De Londres à Belfast en passant par Liverpool, des expatriés britanniques à ceux qui risquent leur vie pour traverser la Manche, l’Œil Urbain vous propose de découvrir le Royaume-Uni des années 1980 à l’aube du Brexit. Ce festival photographique de Corbeil-Essonnes se déroulera jusqu’au 19 mai ! Nous lui consacrons cette journée !
Calais est le dernier caravansérail, la dernière halte de la route migratoire avant l’Angleterre. Il a beau changer de nom ou de lieu, il ne disparaît pas. Les anonymes qui s’y retrouvent n’ont qu’un point commun : vouloir traverser la Manche.

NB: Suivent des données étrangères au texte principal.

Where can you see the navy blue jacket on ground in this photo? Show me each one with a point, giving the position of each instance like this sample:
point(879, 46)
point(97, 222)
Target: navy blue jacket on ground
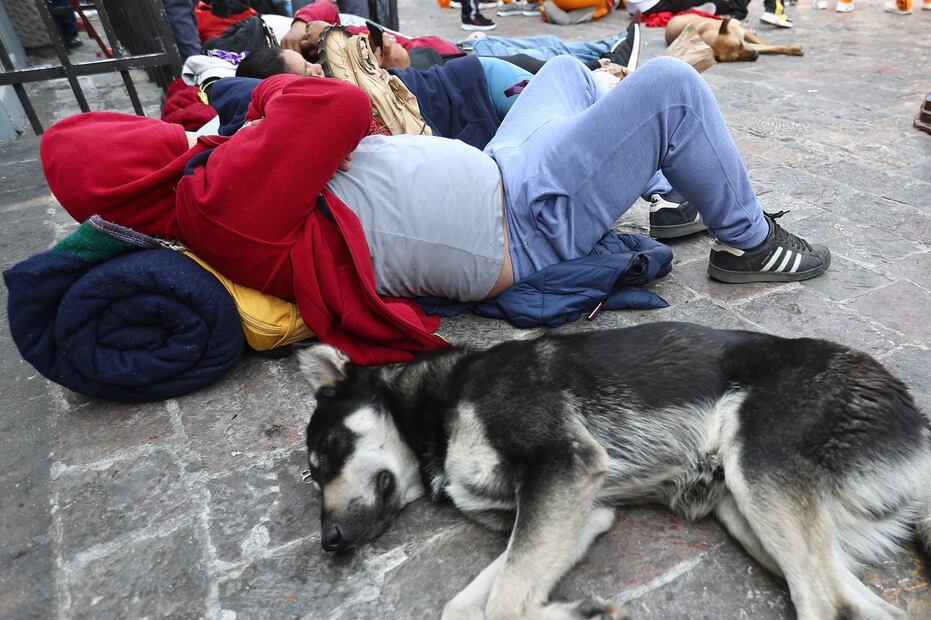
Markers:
point(453, 98)
point(611, 276)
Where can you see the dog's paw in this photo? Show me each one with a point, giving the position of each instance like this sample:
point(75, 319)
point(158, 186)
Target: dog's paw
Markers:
point(596, 609)
point(457, 611)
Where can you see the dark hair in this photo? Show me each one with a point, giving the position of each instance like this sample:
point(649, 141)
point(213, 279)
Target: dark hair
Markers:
point(262, 63)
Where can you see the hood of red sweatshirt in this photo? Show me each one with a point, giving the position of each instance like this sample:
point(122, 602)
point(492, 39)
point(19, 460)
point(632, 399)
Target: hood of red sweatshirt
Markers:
point(124, 168)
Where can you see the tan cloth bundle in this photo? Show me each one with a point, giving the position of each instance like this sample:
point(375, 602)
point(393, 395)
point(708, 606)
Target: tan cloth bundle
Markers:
point(349, 58)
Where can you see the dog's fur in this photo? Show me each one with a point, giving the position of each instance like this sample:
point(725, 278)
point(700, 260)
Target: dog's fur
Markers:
point(727, 38)
point(812, 455)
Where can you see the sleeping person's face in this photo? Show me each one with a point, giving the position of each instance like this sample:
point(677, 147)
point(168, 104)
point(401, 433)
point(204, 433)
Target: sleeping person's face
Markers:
point(295, 63)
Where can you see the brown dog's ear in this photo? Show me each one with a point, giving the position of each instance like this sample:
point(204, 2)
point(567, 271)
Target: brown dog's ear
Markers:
point(323, 365)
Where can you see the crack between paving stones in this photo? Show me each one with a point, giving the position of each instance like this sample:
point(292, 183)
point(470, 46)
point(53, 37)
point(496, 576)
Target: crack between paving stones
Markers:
point(671, 575)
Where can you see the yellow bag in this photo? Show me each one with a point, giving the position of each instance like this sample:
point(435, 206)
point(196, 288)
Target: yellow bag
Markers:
point(267, 321)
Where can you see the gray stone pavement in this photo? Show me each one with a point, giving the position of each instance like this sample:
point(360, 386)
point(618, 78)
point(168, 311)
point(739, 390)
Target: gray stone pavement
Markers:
point(194, 507)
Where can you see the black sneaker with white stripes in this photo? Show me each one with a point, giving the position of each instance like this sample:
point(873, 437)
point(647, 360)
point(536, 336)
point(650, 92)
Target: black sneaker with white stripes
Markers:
point(671, 216)
point(478, 22)
point(626, 51)
point(782, 257)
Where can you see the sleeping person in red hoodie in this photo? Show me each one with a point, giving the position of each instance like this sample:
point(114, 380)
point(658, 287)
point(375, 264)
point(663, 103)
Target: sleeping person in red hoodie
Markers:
point(270, 207)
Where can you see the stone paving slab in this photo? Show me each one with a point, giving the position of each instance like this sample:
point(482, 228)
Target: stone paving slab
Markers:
point(195, 508)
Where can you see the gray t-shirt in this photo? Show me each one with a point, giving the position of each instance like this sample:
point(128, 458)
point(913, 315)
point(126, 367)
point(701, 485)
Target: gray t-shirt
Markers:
point(432, 213)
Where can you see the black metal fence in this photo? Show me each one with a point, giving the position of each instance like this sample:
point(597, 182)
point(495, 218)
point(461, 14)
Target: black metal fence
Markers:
point(138, 34)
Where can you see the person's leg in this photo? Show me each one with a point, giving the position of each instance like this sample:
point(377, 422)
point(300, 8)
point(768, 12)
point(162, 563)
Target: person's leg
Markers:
point(184, 26)
point(735, 8)
point(573, 162)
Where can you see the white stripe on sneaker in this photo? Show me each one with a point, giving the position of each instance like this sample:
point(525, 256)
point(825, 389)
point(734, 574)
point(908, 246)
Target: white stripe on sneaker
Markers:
point(772, 259)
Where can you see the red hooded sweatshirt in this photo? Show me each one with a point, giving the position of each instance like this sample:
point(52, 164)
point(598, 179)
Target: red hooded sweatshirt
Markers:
point(254, 206)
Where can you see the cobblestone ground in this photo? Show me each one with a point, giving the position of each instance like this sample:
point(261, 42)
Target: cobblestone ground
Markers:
point(195, 508)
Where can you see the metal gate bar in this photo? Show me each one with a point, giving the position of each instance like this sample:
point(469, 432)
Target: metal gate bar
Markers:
point(159, 31)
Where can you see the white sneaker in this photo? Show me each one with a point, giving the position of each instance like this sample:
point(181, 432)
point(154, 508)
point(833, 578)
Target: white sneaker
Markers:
point(780, 21)
point(482, 4)
point(893, 7)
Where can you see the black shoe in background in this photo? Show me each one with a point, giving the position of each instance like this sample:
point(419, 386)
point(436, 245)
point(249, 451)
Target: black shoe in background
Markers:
point(626, 52)
point(671, 216)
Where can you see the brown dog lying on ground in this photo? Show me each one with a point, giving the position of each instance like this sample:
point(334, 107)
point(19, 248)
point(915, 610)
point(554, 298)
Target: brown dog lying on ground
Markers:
point(729, 40)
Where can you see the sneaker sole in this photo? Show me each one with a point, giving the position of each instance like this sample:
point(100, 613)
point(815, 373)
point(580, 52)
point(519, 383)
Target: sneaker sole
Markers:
point(747, 277)
point(677, 230)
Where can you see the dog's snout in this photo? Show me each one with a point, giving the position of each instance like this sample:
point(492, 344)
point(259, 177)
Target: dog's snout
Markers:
point(332, 539)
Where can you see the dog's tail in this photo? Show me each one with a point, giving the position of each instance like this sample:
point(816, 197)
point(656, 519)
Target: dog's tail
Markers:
point(923, 526)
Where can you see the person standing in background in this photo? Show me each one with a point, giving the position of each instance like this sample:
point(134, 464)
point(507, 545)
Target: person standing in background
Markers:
point(774, 13)
point(67, 24)
point(472, 19)
point(184, 26)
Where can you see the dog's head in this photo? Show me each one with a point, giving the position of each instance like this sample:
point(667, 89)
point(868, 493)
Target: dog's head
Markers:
point(357, 457)
point(728, 45)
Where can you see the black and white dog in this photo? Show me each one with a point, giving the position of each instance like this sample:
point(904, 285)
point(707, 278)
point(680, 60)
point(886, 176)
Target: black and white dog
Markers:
point(812, 455)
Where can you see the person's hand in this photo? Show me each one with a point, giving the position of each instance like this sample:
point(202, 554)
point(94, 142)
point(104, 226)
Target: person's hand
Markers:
point(292, 40)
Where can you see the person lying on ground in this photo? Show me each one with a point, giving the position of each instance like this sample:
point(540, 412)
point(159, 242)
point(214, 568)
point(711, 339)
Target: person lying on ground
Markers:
point(301, 204)
point(456, 100)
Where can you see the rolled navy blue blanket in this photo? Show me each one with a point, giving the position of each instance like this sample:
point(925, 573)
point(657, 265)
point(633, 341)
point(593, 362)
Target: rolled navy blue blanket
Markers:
point(105, 318)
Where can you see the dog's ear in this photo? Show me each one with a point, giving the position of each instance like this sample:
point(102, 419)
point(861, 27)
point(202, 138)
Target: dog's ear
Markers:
point(323, 365)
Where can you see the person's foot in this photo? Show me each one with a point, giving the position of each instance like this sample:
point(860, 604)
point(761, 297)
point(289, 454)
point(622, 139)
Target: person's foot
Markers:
point(671, 216)
point(898, 8)
point(780, 21)
point(626, 51)
point(782, 257)
point(479, 22)
point(519, 7)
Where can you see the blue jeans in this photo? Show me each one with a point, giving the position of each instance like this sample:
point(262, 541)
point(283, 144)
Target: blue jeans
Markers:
point(544, 47)
point(574, 158)
point(180, 15)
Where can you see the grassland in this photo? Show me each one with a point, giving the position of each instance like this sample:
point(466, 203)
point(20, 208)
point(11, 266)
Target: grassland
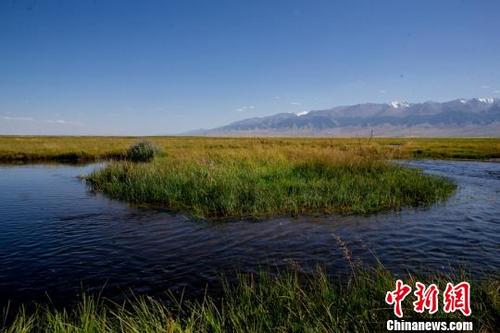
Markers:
point(227, 178)
point(257, 182)
point(17, 149)
point(287, 302)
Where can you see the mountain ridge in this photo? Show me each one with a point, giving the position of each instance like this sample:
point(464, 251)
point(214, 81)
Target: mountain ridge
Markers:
point(458, 117)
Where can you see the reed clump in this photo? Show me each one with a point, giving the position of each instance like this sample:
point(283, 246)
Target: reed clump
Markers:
point(263, 181)
point(264, 302)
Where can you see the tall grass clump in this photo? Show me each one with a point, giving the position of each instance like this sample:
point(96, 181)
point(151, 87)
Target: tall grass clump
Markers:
point(255, 182)
point(142, 151)
point(264, 302)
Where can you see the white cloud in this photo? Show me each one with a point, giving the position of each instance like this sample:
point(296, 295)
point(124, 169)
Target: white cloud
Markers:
point(18, 118)
point(49, 121)
point(245, 108)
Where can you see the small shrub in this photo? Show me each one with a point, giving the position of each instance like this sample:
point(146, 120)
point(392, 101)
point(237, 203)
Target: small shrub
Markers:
point(142, 151)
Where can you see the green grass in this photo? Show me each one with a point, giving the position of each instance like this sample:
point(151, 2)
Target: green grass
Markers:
point(287, 302)
point(16, 149)
point(257, 183)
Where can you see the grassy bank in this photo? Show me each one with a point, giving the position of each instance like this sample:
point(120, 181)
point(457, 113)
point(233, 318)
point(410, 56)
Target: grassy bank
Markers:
point(259, 181)
point(264, 303)
point(15, 149)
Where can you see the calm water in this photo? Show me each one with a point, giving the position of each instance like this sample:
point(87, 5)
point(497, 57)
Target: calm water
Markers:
point(57, 238)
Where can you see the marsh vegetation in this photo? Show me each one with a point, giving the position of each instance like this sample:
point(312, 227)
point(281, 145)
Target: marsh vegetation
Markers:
point(259, 181)
point(264, 302)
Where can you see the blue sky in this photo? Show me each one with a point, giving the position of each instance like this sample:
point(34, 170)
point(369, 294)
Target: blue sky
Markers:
point(164, 67)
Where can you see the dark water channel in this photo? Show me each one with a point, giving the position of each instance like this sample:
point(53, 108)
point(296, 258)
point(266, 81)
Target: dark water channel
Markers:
point(57, 238)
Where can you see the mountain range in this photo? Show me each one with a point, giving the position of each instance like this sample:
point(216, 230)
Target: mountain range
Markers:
point(460, 117)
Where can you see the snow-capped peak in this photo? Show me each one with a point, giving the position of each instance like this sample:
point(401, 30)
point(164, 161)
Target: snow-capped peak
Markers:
point(486, 100)
point(397, 104)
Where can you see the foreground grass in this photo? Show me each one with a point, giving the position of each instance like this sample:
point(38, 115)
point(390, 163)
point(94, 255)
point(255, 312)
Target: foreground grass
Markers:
point(257, 182)
point(69, 148)
point(287, 302)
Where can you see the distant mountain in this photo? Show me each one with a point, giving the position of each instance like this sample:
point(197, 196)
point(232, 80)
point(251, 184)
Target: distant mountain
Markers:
point(460, 117)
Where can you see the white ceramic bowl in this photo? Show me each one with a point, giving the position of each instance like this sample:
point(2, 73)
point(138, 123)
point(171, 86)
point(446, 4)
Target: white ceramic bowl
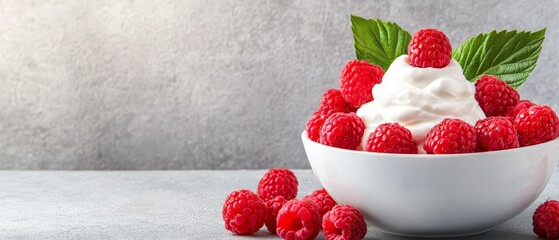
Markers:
point(435, 195)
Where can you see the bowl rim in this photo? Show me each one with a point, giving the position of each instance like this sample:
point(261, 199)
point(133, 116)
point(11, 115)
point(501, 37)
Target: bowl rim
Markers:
point(307, 140)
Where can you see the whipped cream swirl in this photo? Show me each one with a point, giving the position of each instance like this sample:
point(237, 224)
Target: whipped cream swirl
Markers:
point(420, 98)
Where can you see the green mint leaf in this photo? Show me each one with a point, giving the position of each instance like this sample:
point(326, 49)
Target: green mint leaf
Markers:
point(508, 55)
point(378, 42)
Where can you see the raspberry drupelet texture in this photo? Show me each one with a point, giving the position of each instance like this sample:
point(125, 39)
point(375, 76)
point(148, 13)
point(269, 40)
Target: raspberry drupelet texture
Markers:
point(272, 208)
point(495, 97)
point(521, 105)
point(344, 222)
point(322, 199)
point(314, 125)
point(536, 124)
point(451, 136)
point(391, 138)
point(496, 133)
point(342, 130)
point(298, 220)
point(429, 48)
point(546, 220)
point(243, 212)
point(332, 102)
point(278, 182)
point(357, 81)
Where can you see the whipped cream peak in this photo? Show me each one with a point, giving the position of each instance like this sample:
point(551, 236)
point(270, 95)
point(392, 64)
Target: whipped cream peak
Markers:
point(420, 98)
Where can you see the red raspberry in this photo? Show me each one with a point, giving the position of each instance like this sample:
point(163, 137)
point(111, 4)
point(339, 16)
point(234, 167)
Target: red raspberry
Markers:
point(298, 219)
point(357, 81)
point(546, 220)
point(451, 136)
point(429, 48)
point(523, 104)
point(391, 138)
point(314, 125)
point(322, 199)
point(272, 208)
point(495, 97)
point(344, 222)
point(342, 130)
point(332, 102)
point(536, 124)
point(243, 212)
point(278, 182)
point(496, 133)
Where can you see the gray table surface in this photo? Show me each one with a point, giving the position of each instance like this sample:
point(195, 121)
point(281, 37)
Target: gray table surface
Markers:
point(155, 205)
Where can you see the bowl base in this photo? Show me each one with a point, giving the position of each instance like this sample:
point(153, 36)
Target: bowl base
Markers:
point(429, 236)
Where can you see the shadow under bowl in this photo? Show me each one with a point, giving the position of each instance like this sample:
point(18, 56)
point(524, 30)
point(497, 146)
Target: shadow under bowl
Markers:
point(434, 195)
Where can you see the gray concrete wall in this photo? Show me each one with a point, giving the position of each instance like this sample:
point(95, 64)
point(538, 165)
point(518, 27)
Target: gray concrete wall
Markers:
point(202, 84)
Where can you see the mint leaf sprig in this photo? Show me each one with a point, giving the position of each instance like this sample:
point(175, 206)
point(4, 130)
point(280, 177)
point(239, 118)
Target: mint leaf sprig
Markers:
point(508, 55)
point(378, 42)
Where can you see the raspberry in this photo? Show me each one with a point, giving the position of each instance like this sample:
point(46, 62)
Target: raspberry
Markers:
point(429, 48)
point(278, 182)
point(314, 125)
point(495, 97)
point(512, 112)
point(344, 222)
point(298, 219)
point(451, 136)
point(243, 212)
point(342, 130)
point(332, 102)
point(546, 220)
point(272, 208)
point(357, 81)
point(391, 138)
point(536, 124)
point(322, 199)
point(496, 133)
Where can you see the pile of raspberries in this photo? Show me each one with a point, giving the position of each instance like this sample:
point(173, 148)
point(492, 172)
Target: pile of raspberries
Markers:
point(276, 206)
point(510, 122)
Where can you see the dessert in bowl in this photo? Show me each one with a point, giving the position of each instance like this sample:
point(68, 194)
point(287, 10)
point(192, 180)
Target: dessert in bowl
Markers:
point(433, 142)
point(434, 195)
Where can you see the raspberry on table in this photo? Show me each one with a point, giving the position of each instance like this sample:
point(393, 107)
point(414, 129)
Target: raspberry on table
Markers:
point(429, 48)
point(322, 199)
point(546, 220)
point(451, 136)
point(278, 182)
point(536, 124)
point(272, 208)
point(298, 219)
point(521, 105)
point(495, 97)
point(243, 212)
point(332, 102)
point(314, 125)
point(496, 133)
point(391, 138)
point(344, 222)
point(357, 81)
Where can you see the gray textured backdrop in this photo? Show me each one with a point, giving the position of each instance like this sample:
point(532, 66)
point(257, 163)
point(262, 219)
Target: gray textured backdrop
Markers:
point(201, 84)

En 2001, c’était le hangar de Sangatte. J’y ai rencontré Akbar et Dana lorsqu’ils préparaient leur passage. Akbar avait un charme fou. Petit Iranien trapu et enjoué, il jouait à la vie est belle avec son fils Meissam. Il contait une aventure extraordinaire en forme de jeu grandeur nature pour déjouer cette vie clandestine. Dana leur souriait. Elle s’occupait de Sunita, leur 2e enfant, nourrisson de 2 mois dont elle avait accouché en chemin.
En Iran, Akbar gérait une agence illégale de location de vidéos. Les films occidentaux n’ont pas plu aux mullah ; il a fui son pays natal. L’histoire de Dana et Akbar est une histoire d’amour bien plus folle que celles vendues dans ses films.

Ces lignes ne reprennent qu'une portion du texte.